SK: Over your 12 years with Scotland, you oversaw huge developments and finally, at the umpteenth time of asking, you coached the team to a major tournament [the 2017 European Championships]. To see Scotland flourish, especially because it’s under Shelley, and reach their first ever World Cup, does it make you proud of the part you played?
AS: Of course. That was my purpose when I went there and that’s also why I stayed so long.
I really enjoyed what I was doing because it’s really fun to work with people who want to develop. It’s fun to work with, not just the [senior] players, but the parents, the young players, the coaches, the volunteers, the clubs… Sport Scotland.
We made progress all the time so, and I loved that. Long-term sustainability was always my purpose, not just coming in and doing well, qualifying, doing well at a tournament and then I go to the next country. It was never about that.
SK: How important is it for a coach to have that desire to create long-term sustainability?
AS: I think there’s a really dangerous development in football that it starts to become more about the coach than the players and it’s should be about the players and their development…I don’t mean media but in terms of coaches. If the coach starts to see it as a career then the coach thinks in terms of, “What’s best for my career?” Then you won’t have the coaches that have passion for that club, or the development of the women’s game. It becomes more about them than about the individuals.
SK: You’ve talked a lot about the bigger picture, what would you say your philosophy is?
AS: My philosophy is that the most importing thing to get long-term sustainability is the clubs, working with the clubs and the coaches and the people and to get them to understand what is required. Look at the facilities, just things like that – the pitches we played on 12 years ago and the pitches now; it’s a massive improvement just in standards around the women’s game. That’s what I’m proud of, it’s not just the team it’s all these other things. It’s media interest, it’s that the games, even the friendly ones are shown on TV, that they want to show everything, that they want to have interviews.
SK: Was there anything in particular, during your time with Scotland, that helped to increase the media attention?
AS: What was happening down in England, especially what Hope [Powell] did all these years for the game, really fighting for media coverage and marketing. We benefited in Scotland from the success made in England and saying, “Okay if they’re on TV, why aren’t we on TV?”

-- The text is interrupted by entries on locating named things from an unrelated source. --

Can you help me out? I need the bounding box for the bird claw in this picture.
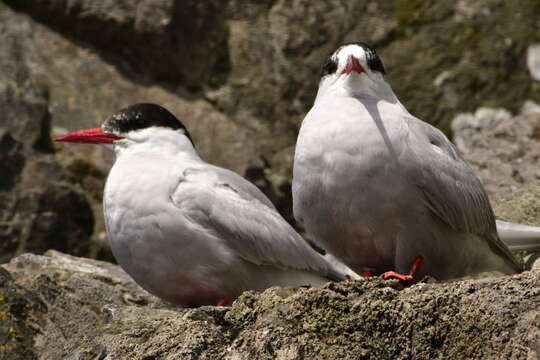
[383,256,424,285]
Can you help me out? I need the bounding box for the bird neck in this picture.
[315,74,403,107]
[114,128,200,160]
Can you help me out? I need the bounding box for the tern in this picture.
[292,43,539,282]
[57,104,346,307]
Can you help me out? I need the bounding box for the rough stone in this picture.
[452,101,540,200]
[0,252,540,359]
[527,44,540,81]
[5,0,230,87]
[0,22,93,262]
[0,0,540,256]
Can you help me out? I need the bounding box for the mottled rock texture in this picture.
[0,0,540,360]
[0,0,540,259]
[0,252,540,359]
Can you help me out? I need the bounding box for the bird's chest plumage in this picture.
[104,153,234,303]
[293,97,408,268]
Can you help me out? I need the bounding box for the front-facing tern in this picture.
[293,43,524,282]
[57,104,346,306]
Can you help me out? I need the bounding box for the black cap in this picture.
[102,103,193,144]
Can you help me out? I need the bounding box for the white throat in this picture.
[315,72,399,104]
[114,127,200,159]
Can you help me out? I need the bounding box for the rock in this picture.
[0,23,93,262]
[0,0,540,250]
[0,252,540,359]
[527,44,540,81]
[452,102,540,199]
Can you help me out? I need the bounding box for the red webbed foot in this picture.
[383,256,424,285]
[217,298,231,306]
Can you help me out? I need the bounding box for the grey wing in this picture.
[409,119,521,271]
[171,166,346,280]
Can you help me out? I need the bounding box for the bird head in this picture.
[55,103,193,150]
[319,42,386,100]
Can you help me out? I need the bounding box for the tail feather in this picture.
[497,220,540,251]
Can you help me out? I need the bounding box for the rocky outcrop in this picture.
[452,101,540,225]
[0,21,93,262]
[0,0,540,258]
[0,252,540,359]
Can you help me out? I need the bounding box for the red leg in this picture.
[217,298,231,306]
[360,270,375,277]
[383,256,424,285]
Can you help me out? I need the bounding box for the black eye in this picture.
[322,57,337,76]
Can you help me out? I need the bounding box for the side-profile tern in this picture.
[57,104,346,306]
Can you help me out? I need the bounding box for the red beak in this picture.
[55,128,122,144]
[341,55,365,75]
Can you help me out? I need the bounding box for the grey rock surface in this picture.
[0,251,540,359]
[452,101,540,205]
[527,44,540,81]
[0,0,540,259]
[0,21,93,262]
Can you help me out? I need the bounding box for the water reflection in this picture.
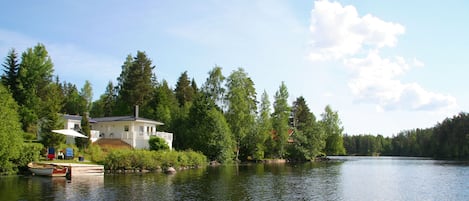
[0,157,469,200]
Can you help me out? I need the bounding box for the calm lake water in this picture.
[0,157,469,200]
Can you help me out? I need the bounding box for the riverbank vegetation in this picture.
[103,150,207,172]
[0,44,467,172]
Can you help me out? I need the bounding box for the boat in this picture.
[28,163,69,177]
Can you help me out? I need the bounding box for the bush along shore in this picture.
[102,150,208,173]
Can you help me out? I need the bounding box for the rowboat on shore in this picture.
[28,163,69,177]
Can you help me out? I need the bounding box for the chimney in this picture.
[134,105,138,118]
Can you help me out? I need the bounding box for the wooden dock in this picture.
[51,163,104,177]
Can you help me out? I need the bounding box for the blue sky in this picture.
[0,0,469,136]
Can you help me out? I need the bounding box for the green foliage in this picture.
[60,82,85,114]
[80,80,93,114]
[320,105,345,155]
[289,96,326,161]
[113,51,155,115]
[432,112,469,159]
[148,136,169,151]
[186,94,234,162]
[250,91,273,160]
[90,81,117,117]
[142,80,179,130]
[39,83,65,147]
[104,150,207,171]
[174,71,195,107]
[272,82,291,158]
[226,68,257,160]
[1,49,19,94]
[202,66,226,108]
[14,44,54,133]
[0,84,23,174]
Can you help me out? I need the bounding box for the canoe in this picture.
[28,163,68,177]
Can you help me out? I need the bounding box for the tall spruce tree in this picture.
[290,96,325,160]
[15,44,53,133]
[226,68,257,160]
[202,66,226,109]
[321,105,345,155]
[184,93,234,162]
[272,82,291,158]
[0,84,23,175]
[80,80,93,114]
[116,51,155,115]
[252,91,273,160]
[1,49,20,94]
[174,71,195,107]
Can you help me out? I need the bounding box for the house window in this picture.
[73,124,80,131]
[139,126,145,135]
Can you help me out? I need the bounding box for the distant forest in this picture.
[344,112,469,159]
[0,44,469,167]
[0,44,345,162]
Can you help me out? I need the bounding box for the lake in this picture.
[0,157,469,200]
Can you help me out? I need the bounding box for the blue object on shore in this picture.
[65,148,73,160]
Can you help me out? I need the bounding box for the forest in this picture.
[344,112,469,160]
[0,44,345,171]
[0,43,469,172]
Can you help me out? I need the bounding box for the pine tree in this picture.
[15,44,54,133]
[0,84,23,174]
[253,91,273,160]
[272,82,290,158]
[226,68,257,160]
[116,51,155,115]
[202,66,226,109]
[321,105,345,155]
[174,71,195,107]
[1,49,20,97]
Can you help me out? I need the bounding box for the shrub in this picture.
[103,150,207,171]
[148,136,169,151]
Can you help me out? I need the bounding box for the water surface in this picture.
[0,157,469,200]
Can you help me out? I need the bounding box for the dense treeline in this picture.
[344,113,469,159]
[0,44,469,172]
[1,44,344,173]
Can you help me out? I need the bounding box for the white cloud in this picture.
[310,1,405,60]
[310,1,457,112]
[0,29,122,98]
[345,51,457,111]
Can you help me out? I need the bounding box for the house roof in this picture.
[63,114,96,123]
[93,116,164,125]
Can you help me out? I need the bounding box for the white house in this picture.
[64,106,173,149]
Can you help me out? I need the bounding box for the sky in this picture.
[0,0,469,136]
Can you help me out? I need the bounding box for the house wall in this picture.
[64,119,81,129]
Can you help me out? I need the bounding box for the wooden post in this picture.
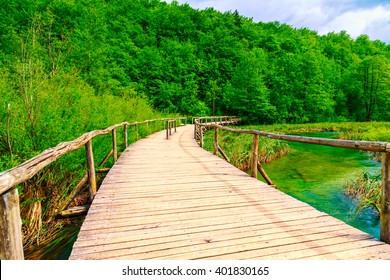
[214,127,218,156]
[380,153,390,244]
[257,161,275,186]
[112,128,118,163]
[85,139,96,201]
[194,124,197,140]
[252,134,259,178]
[0,188,24,260]
[199,126,204,148]
[123,124,129,149]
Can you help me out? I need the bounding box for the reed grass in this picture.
[204,130,290,171]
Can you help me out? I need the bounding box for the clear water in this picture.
[259,132,381,238]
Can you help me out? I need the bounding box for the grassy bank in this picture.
[205,122,390,215]
[204,131,290,171]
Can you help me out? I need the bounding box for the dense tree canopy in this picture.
[0,0,390,162]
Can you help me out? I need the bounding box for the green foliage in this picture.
[0,0,390,124]
[344,173,382,215]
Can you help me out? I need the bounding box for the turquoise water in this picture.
[259,132,381,238]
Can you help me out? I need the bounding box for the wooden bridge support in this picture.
[85,139,97,201]
[112,128,118,163]
[0,188,24,260]
[380,152,390,244]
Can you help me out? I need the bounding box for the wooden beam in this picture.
[0,188,24,260]
[112,128,118,163]
[123,124,129,149]
[252,134,259,178]
[85,140,97,202]
[62,173,88,210]
[257,161,275,187]
[218,145,230,163]
[58,205,89,218]
[380,153,390,244]
[214,127,218,155]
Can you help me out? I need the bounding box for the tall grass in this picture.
[344,172,382,215]
[205,122,390,218]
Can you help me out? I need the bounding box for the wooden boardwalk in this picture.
[70,125,390,260]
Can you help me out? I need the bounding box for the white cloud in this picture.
[318,5,390,42]
[167,0,390,43]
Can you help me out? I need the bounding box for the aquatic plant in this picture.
[344,172,382,215]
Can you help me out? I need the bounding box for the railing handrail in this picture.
[195,118,390,244]
[195,120,390,152]
[0,117,186,195]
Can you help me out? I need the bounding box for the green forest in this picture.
[0,0,390,168]
[0,0,390,258]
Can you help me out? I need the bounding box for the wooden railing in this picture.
[0,118,187,259]
[193,117,390,244]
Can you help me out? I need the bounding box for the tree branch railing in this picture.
[193,117,390,244]
[0,117,187,259]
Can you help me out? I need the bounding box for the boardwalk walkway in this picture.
[70,125,390,260]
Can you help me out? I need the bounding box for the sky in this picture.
[166,0,390,44]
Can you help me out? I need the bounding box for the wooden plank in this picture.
[380,153,390,244]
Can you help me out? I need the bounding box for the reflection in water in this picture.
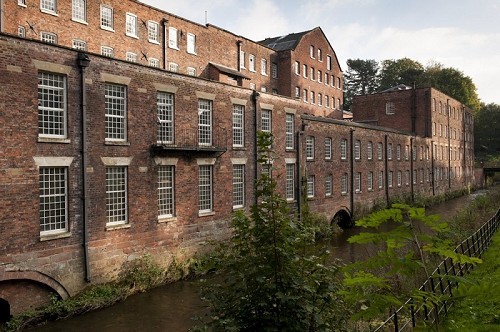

I think, if it grows in England, it’s unavoidable not to notice what’s going on in Scotland… Kim Little playing at Arsenal, being a star, being at the Olympics, Iffy [Dieke] and Jane Ross being there too. All these small things, it’s not one thing.
SK: You’ve spoke a lot about all these little things that have happened, all the people you worked with along the way, all those things you’re proud of, but what of the players?
AS: The day I can sit in the stand and see this or that player has succeeded, playing for the national team or playing for that big team then I will be proud that I’ve been part of this player’s journey.
SK: Who would you support if Scotland and Sweden played each other in the knock-outs at the World Cup this summer?
AS: That’s a tough question… I would be very Finnish that day, I think [laughs] I am Swedish, I was with the national team for Sweden for ten years at youth level, and with Scotland for 12 years, so it would be quite hard to choose that day. If you’re a coach yourself it’s easy, you’re loyal to your team.